Description
Is your feature request related to a problem? Please describe.
At the moment, Optimus works just as an orchestrator that transpiles basic job instructions to Airflow parsable dags. It doesn't have anything to execute jobs of its own. Although Airflow is pretty stable and used widely, it is build as a generic job executor. I believe we can do a lot more if we have our own scheduling & execution engine.
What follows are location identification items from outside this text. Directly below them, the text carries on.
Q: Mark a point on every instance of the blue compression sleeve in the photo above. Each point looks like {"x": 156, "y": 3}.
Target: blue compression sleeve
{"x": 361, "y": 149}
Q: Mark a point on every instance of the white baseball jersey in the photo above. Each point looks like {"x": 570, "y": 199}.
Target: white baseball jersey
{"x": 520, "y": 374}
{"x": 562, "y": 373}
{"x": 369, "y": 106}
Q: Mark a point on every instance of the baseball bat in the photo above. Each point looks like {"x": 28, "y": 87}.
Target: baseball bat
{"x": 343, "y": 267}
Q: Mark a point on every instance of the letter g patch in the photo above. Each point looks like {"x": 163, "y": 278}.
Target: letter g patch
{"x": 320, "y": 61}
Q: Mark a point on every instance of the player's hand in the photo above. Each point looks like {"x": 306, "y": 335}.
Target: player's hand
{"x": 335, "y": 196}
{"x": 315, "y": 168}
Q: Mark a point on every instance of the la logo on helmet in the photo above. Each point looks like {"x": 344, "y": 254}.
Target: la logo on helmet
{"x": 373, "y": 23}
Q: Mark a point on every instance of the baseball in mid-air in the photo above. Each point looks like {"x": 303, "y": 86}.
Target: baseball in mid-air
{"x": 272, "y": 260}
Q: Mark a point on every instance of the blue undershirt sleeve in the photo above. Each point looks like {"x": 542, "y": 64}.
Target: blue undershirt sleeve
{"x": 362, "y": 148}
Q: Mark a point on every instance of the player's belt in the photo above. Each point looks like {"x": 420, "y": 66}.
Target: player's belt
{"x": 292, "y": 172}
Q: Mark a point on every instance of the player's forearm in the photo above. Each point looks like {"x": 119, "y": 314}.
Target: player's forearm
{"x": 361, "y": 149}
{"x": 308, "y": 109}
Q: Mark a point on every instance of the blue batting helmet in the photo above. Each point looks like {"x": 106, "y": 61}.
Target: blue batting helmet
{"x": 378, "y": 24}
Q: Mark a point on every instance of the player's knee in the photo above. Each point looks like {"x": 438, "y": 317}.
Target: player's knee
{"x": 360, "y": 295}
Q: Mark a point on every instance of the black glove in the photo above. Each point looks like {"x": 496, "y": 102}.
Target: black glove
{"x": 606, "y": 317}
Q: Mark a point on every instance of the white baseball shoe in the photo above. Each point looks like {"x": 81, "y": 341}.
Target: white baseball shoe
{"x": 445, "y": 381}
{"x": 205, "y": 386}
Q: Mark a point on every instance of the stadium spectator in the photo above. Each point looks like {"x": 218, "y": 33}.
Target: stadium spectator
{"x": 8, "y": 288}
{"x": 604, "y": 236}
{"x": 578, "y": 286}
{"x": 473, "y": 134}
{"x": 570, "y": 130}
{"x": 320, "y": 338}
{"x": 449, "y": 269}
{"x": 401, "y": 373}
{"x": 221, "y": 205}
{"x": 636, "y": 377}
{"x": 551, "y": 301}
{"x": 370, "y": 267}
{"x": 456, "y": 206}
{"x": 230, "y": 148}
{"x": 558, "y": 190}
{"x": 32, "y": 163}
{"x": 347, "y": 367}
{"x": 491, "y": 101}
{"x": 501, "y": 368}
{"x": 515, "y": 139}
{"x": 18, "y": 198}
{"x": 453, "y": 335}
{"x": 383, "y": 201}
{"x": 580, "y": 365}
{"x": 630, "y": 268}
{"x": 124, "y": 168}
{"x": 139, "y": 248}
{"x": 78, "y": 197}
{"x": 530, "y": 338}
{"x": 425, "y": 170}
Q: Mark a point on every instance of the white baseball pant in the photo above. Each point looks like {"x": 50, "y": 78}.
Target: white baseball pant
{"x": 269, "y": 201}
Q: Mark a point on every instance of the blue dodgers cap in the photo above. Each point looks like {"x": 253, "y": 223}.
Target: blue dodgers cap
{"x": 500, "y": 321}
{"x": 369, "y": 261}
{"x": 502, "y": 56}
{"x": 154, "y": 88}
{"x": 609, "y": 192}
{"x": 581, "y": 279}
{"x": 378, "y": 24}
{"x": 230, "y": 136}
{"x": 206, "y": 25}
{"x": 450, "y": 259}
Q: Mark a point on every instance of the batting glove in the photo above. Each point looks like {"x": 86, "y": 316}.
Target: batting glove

But for now we will start with having just the execution engine.
Note: I am not suggesting to deprecate the use of Airflow, this will work in tandem to enhance the existing workflow.
Describe the solution you'd like
I have already decided to call this prime
(long back) and it will be used as follows:
- User should be able to simply request a run on demand via
optimus job run <job-name>
and the job should start executing. - Optimus API will allow any external service to execute on demand jobs instead of scheduling them via airflow if needed.
- Users should be able to leverage on-demand execution for adhoc operations like DML queries, one time syncs, cleanups, etc.
- User should be able to run complete pipeline of jobs end-to-end, this is when a job is dependent on a different job and so on.
- Running a whole pipeline will allow users to write
tests
for data pipeline which can execute in different execution environment then the production similar to how we write integration tests for code. - Running a pipeline will allow
replay
execution to be done on Optimus clusters. - Optimus should work as a distributed cluster and from the start should be capable of scaling
on-demand horizontally
. - Optimus should be able to run as
highly-available
(except postgres db). - No extra moving parts, like airflow has
Redis
,Celery
, etc. - Local development of Optimus will be really easy as developers won't be needing anything other than Optimus and a postgres db(we should start supporting sqlite as well to even get rid of postgres.)
Describe alternatives you've considered
There are no alternatives to this at the moment.
Additional context
We can break this into different milestones as follows:
v1
- user will be able to run a single job and get the final status
- job can have multiple hooks, and it should execute everything in that job in correct order
- we will start with supporting local docker host as the execution engine
v2
- support for executing set of jobs interdependent on each other
- proper user commands to interact with optimus server to fetch things like logs of execution.
v3
- support for kubernetes as the execution engine
- running replay on optimus cluster
v4
- support for writing testable pipelines
- support for own scheduling engine capable of doing everything what airflow can do except UI
v5 (although this will go out of scope of this feature request but wanted to list the vision)
- get rid of postgres and keep Optimus state in local filesystem to make Optimus truly independent and highly available.